5. Application effect
In the actual flaw detection of 45MnCrMo steel drill collar pipe with a specification of Ф121mm×36mm, the scrap rate of longitudinal inner wall defects is high. The samples were taken for physical and chemical inspection and analysis, and the results showed that the inclusion defects exceeded the standard, which confirmed the effectiveness of this flaw detection method. At the same time, the defect analysis results also provide a theoretical basis for improving the production process. By taking effective measures in production, the generation of batch scraps is avoided. The local morphology of the B coarse inclusions near the inner wall of the steel pipe after magnification 100 times.
6. Conclusion
(1) For ultra-thick-walled steel pipes with t/D∧0.2, the modified shear wave oblique projection method can well detect the longitudinal inner wall defects in the steel pipe. The probe incident angle can be designed by the method of detecting the inner wall with refracted shear waves, but the propagation path of ultrasonic waves in ultra-thick-walled steel pipes must be clear. The key lies in waveform recognition to make accurate judgments on the inner and outer wall defects.

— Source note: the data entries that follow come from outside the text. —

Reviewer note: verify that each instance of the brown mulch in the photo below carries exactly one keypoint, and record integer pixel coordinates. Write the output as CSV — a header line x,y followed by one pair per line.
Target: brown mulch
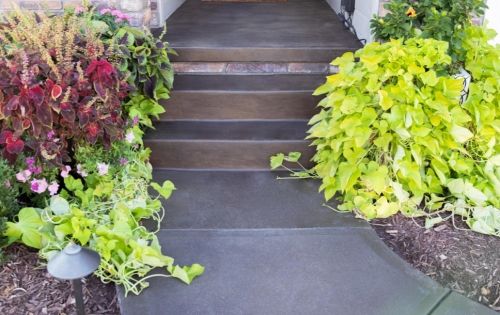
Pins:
x,y
462,260
27,289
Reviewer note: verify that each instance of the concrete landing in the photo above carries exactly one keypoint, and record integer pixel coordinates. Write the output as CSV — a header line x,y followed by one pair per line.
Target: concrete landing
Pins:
x,y
269,247
302,31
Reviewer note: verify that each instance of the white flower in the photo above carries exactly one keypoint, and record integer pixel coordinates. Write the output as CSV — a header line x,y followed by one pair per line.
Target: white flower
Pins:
x,y
23,176
53,188
102,168
80,170
39,185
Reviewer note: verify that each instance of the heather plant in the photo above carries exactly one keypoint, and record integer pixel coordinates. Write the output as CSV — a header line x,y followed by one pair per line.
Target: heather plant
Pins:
x,y
392,135
141,55
74,148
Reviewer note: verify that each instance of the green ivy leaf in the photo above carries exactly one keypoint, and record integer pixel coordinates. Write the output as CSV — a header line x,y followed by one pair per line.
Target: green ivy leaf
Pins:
x,y
58,205
186,274
460,134
165,190
277,160
293,157
73,184
429,78
385,101
430,222
27,228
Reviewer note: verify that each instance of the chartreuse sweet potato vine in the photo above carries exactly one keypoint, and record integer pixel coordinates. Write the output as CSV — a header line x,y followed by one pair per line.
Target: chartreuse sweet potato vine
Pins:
x,y
74,150
391,135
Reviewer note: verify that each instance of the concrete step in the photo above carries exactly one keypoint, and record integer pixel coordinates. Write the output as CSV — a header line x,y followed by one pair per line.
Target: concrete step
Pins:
x,y
286,272
247,200
240,105
225,144
305,31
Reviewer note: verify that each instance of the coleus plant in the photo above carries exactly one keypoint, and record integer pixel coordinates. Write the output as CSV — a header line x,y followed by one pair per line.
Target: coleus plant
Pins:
x,y
56,85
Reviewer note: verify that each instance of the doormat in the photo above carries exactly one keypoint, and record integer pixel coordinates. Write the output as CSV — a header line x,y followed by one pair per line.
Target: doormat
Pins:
x,y
244,0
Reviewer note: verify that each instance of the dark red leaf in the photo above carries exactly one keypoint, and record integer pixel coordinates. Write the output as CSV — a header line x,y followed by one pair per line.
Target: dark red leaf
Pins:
x,y
100,89
56,91
11,105
68,112
150,86
26,124
15,147
83,117
36,94
44,114
17,123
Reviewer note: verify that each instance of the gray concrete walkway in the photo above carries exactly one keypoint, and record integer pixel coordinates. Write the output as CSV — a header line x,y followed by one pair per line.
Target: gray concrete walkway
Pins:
x,y
269,247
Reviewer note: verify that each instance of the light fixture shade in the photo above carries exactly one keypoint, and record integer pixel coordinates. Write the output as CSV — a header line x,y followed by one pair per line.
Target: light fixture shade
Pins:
x,y
73,262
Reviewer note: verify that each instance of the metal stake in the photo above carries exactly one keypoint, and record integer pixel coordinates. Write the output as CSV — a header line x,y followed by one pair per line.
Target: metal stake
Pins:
x,y
77,290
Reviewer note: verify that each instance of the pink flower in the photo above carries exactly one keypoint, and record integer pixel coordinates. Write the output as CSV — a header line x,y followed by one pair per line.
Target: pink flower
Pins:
x,y
36,170
23,176
79,10
136,118
39,185
80,170
102,168
53,188
130,137
65,171
30,162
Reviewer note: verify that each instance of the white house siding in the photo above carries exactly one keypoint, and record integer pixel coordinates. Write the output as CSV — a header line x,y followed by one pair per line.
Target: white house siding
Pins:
x,y
166,8
492,17
363,13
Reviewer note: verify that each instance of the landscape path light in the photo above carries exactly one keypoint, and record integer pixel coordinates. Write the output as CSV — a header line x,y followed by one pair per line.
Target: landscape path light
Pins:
x,y
73,263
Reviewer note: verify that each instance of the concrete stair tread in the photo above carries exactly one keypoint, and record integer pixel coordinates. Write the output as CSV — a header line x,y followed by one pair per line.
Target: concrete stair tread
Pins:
x,y
247,200
229,130
240,105
309,271
248,82
258,32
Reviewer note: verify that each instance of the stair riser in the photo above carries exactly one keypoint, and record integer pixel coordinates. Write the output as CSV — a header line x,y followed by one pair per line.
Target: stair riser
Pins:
x,y
248,82
214,105
244,155
253,54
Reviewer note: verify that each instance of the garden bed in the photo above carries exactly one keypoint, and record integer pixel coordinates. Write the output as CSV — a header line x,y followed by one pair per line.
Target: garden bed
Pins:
x,y
27,288
457,258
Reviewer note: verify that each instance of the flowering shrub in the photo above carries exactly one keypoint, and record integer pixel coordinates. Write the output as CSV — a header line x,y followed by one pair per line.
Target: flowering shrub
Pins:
x,y
57,86
73,149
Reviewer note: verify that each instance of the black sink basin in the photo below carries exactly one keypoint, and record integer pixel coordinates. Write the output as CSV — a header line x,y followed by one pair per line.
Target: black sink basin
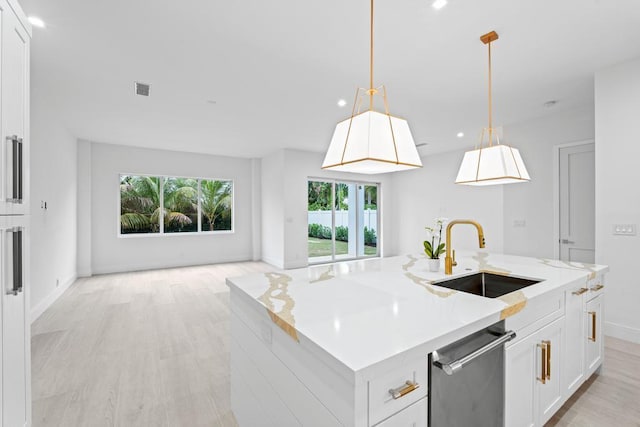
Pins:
x,y
487,284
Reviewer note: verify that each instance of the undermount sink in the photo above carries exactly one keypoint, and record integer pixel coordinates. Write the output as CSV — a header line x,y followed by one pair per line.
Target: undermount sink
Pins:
x,y
487,285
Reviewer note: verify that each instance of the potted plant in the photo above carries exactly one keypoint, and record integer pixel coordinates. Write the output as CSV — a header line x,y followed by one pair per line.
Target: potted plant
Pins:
x,y
433,246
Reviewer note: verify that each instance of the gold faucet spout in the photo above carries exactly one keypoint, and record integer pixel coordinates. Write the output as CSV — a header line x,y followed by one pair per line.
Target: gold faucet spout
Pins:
x,y
448,260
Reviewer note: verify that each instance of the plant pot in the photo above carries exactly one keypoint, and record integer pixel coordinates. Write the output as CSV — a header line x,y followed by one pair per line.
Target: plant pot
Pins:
x,y
434,264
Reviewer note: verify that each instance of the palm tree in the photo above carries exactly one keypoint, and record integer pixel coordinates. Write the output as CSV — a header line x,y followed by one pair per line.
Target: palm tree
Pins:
x,y
139,200
140,203
215,200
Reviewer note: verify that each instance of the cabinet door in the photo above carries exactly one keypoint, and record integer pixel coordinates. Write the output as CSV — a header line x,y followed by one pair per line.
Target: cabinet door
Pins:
x,y
573,360
521,370
594,339
550,393
14,154
414,415
15,343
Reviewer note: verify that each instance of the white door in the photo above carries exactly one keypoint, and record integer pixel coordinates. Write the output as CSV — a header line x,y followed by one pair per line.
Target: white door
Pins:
x,y
577,203
15,346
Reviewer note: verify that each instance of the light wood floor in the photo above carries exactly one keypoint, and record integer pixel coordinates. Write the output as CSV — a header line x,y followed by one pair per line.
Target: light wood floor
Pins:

(2) Since the sawtooth leakage point of the shear wave beam is large when it propagates in the steel pipe, to avoid missed detection, multiple scans should be performed on the entire circumference during flaw detection.
(3) Practice has proved that the modified shear wave oblique projection method is very effective in detecting the longitudinal inner wall defects of ultra-thick-walled steel pipes. The instrument is easy to adjust and simple to operate. The defect wave has good repeatability and stability, and there is no obvious noise influence. It can meet the needs of on-site flaw detection.